In a short statement, the navy said the aircraft had gone down soon after take-off from the coastal airfield. “Uncrewed Aerial Vehicle Drishti-10 crashed off Porbandar airfield during a training sortie this afternoon. No injury or loss of life has been reported on ground. The cause of the incident is being investigated,” it said.
The navy did not disclose whether the aircraft suffered a technical malfunction, lost its data link with the ground control station, or ran into some other operational problem before it went down. There were no reports of damage to civilian property or military infrastructure.
An inquiry has been ordered to establish the sequence of events. Investigators are expected to examine telemetry data, mission records, maintenance logs and inputs from the crew that was operating the aircraft to determine the cause.
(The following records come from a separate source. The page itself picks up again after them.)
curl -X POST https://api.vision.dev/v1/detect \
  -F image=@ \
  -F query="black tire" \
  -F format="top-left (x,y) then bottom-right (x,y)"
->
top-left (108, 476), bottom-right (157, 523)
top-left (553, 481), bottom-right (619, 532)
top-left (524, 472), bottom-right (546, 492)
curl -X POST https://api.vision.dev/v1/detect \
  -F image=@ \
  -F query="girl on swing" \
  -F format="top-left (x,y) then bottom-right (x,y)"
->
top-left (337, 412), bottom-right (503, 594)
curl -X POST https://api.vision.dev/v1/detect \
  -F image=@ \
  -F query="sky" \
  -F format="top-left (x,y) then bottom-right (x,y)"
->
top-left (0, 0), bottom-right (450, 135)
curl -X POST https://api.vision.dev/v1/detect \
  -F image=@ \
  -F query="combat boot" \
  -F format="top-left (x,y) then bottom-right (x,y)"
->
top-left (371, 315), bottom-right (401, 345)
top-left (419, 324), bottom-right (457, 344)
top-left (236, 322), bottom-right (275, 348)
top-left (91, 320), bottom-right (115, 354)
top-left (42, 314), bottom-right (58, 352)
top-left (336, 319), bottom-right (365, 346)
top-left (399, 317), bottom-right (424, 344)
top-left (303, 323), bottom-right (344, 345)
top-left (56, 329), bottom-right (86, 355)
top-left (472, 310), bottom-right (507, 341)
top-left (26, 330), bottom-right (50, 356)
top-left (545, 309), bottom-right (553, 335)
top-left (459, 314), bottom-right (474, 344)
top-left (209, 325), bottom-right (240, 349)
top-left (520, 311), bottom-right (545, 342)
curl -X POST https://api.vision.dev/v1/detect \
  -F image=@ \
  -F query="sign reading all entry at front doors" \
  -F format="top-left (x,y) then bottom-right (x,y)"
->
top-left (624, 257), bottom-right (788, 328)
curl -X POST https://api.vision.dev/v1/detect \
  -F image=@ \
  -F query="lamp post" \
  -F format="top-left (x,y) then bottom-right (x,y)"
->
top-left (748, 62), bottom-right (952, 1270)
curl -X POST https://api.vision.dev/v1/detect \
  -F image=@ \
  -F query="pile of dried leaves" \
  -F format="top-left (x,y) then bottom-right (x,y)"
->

The Drishti-10 is central to the navy’s efforts to keep watch over the Arabian Sea and the wider Indian Ocean region, where long-endurance unmanned aircraft have increasingly taken on tasks once reserved for manned maritime patrol planes.
The drones are used to monitor shipping lanes, coastal approaches and other strategic maritime zones on a near-continuous basis.
Assembled by Adani Defence & Aerospace under licence from Israel’s Elbit Systems, the Drishti-10 is the Indian variant of the Hermes 900, a medium-altitude, long-endurance (MALE) unmanned aircraft designed for military and security roles.
It can stay airborne for more than 30 hours at altitudes of about 30,000 feet, and carries electro-optical and infrared sensors, a maritime surveillance payload, synthetic aperture radar and secure communication equipment, allowing it to carry out intelligence gathering, target surveillance, coastal monitoring, search-and-rescue support and disaster-response missions.
Thenavy inducted its first Drishti-10 in January 2024 under an emergency procurement route meant to strengthen surveillance along India's coastline and its exclusive economic zone. It has since operated from Porbandar, a naval aviation base on the Arabian Sea coast that anchors round-the-clock maritime reconnaissance for the western fleet.
Wednesday’s accident is the second reported mishap involving the Drishti-10 in under two years, a run of incidents that underlines the strains of inducting a new unmanned platform rapidly into frontline service.
The first Drishti-10, delivered to the navy in December 2024, crashed into the sea off Porbandar on January 14, 2025, while still undergoing pre-acceptance trials conducted by Adani Defence & Aerospace ahead of its formal induction.
Reports earlier this year indicated that the service plans to induct 10 more Drishti-10 units to strengthen round-the-clock surveillance of India’s maritime approaches, alongside two MQ-9B Sea Guardian drones leased from the American firm General Atomics and a separate government-to-government order for Predator drones with the United States.